Syariat adalah : undang undang yang mengatur amalan amalan atau cara melakukan ibadah agar sesuai dengan yang di kehendaki oleh Alloh. Hal ini termuat dalam fiqih.
10 hal yang membatal keislaman kita.
1. Mempersekutukan Allah (syirik) dalam beribadah. (Q.S. An-nisa 116, Q.S Al-Maidah 72).
2. Menjadikan sesuatu perantara antara dirinya dengan Alloh, meminta doa dan syafaat serta berserah diri (bertawakkal) kepada perantara tersebut.
3. Tidak mengkafirkan orang orang yang musyrik, atau ragu atas kekafiran mereka bahkan membenarkan faham mereka.
4. Berkeyakinan, bahwa tuntunan selain tuntunan Nabi Muhammad s.a.w. lebih sempurna, atau berkeyakinan bahwa hukum selain dari beliau adalah baik, seperti; mereka yang mengutamakan aturan aturan kaum Thaghut ( aturan manusia yang melampaui batas yang menyimpang dari hukum Allah) dan mengesampingkan hukum rasululloh.
5. Membenci sesuatu yang ditetapkan Rosululloh meskipun ia melakukannya. (Q.S. Muhammad 9).
6. Memperolok olok sesuatu ajaran dari rosululloh saw. ataupun memperolok olok pahala maupun siksaan yang telah menjadi ketetapan agama. (Q.S. At taubah 65-66).
7. Membantu dan menolong orang orang musyrik memerangi kaum muslimin. (Q.S. Al Maidah 51)

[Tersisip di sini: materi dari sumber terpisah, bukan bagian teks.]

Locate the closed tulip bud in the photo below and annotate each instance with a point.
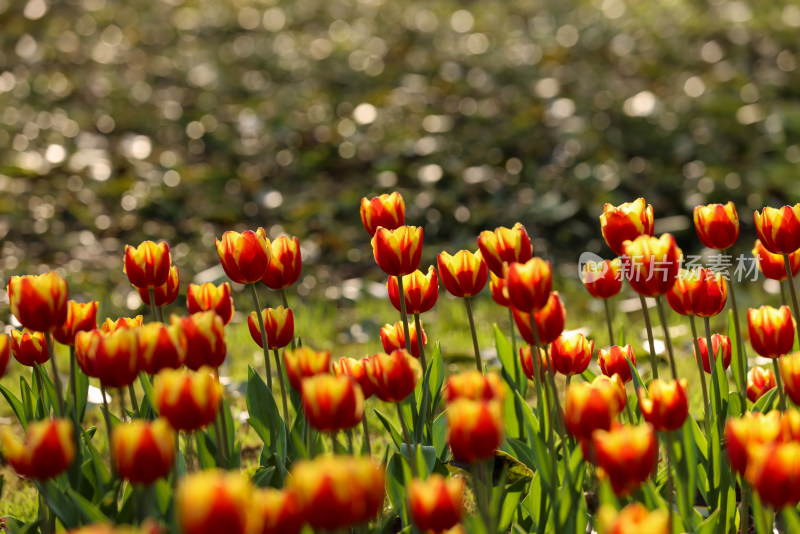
(304, 362)
(166, 293)
(161, 347)
(147, 266)
(421, 291)
(386, 210)
(285, 263)
(652, 264)
(435, 503)
(39, 302)
(759, 381)
(205, 339)
(627, 455)
(47, 450)
(216, 501)
(505, 245)
(779, 229)
(278, 323)
(187, 400)
(28, 347)
(612, 361)
(626, 222)
(394, 376)
(398, 252)
(393, 338)
(528, 284)
(771, 330)
(721, 347)
(143, 451)
(571, 354)
(667, 405)
(244, 256)
(332, 402)
(111, 358)
(207, 297)
(475, 428)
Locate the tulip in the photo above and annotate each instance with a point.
(717, 225)
(81, 317)
(143, 451)
(47, 450)
(147, 266)
(771, 330)
(244, 256)
(187, 400)
(435, 503)
(627, 455)
(332, 402)
(505, 245)
(39, 302)
(387, 210)
(667, 405)
(570, 355)
(626, 222)
(779, 229)
(421, 291)
(398, 252)
(207, 297)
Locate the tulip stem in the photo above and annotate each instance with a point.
(468, 303)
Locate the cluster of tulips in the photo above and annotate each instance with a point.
(531, 462)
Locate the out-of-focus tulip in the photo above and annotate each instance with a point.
(205, 339)
(39, 302)
(148, 264)
(81, 317)
(667, 405)
(304, 362)
(387, 210)
(164, 294)
(528, 284)
(475, 428)
(207, 297)
(338, 491)
(779, 229)
(187, 400)
(216, 501)
(627, 455)
(398, 252)
(603, 279)
(718, 343)
(394, 376)
(435, 503)
(278, 323)
(571, 354)
(47, 450)
(332, 402)
(505, 245)
(626, 222)
(244, 256)
(612, 361)
(771, 330)
(285, 263)
(717, 225)
(421, 291)
(161, 347)
(652, 264)
(393, 338)
(759, 381)
(143, 451)
(111, 358)
(29, 347)
(463, 274)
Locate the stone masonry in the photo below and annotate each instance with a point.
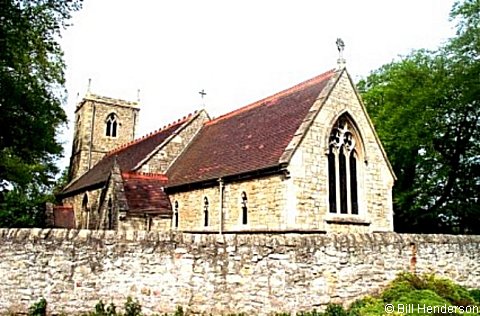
(218, 274)
(90, 142)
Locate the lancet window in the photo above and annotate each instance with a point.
(205, 211)
(175, 214)
(110, 214)
(343, 153)
(111, 125)
(244, 208)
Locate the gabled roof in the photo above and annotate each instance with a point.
(145, 195)
(127, 156)
(249, 139)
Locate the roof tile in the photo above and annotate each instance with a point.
(251, 138)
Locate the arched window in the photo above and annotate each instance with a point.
(343, 154)
(111, 125)
(110, 214)
(244, 208)
(205, 211)
(85, 212)
(175, 213)
(85, 203)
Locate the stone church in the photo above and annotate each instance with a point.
(306, 159)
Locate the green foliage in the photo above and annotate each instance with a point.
(132, 308)
(410, 289)
(24, 207)
(426, 111)
(31, 94)
(39, 308)
(475, 294)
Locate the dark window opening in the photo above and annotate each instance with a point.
(332, 184)
(205, 211)
(343, 182)
(176, 214)
(111, 126)
(342, 168)
(110, 215)
(353, 183)
(244, 208)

8. Sihir, diantaranya adalah ilmu guna guna yang merobah kecintaan suami terhadap istrinya menjadi kebencian, atau yang menjadikan seseorang mencintai orang lain dengan jalan syetani.
9. berkeyakinan bahwa sebagian manusia diperbolehkan tidak mengikuti syariat Nabi Muhammad s.a.w. (Q.S. Ali Imran 85).
10. Berpaling dari agama Allah, dengan tanpa mempelajari dan melaksanakan ajarannya. (Q.S. As sajaddah 22)
Makna La ilaha illallah
Rujukan : Kitab Tauhid li Shafil Awwal hal. 45
Makna syahadat la ilaha illallah adalah meyakini bahwa tidak ada yang berhak mendapatkan ibadah kecuali Allah, konsisten dengan pengakuan itu dan mengamalkannya. La ilaha menolak keberhakan untuk diibadahi pada diri selain Allah, siapapun orangnya. Sedangkan illallah merupakan penetapan bahwa yang berhak diibadahi hanyalah Allah. Sehingga makna kalimat ini adalah la ma’buda haqqun illallah atau tidak ada sesembahan yang benar selain Allah. Sehingga keliru apabila la ilaha illallah diartikan tidak ada sesembahan/tuhan selain Allah, karena ada yang kurang. Harus disertakan kata ‘yang benar’ Karena pada kenyataannya sesembahan selain Allah itu banyak. Dan kalau pemaknaan ‘tidak ada sesembahan selain Allah’ itu dibenarkan maka itu artinya semua peribadahan orang kepada apapun disebut beribadah kepada Allah, dan tentu saja ini adalah kebatilan yang sangat jelas.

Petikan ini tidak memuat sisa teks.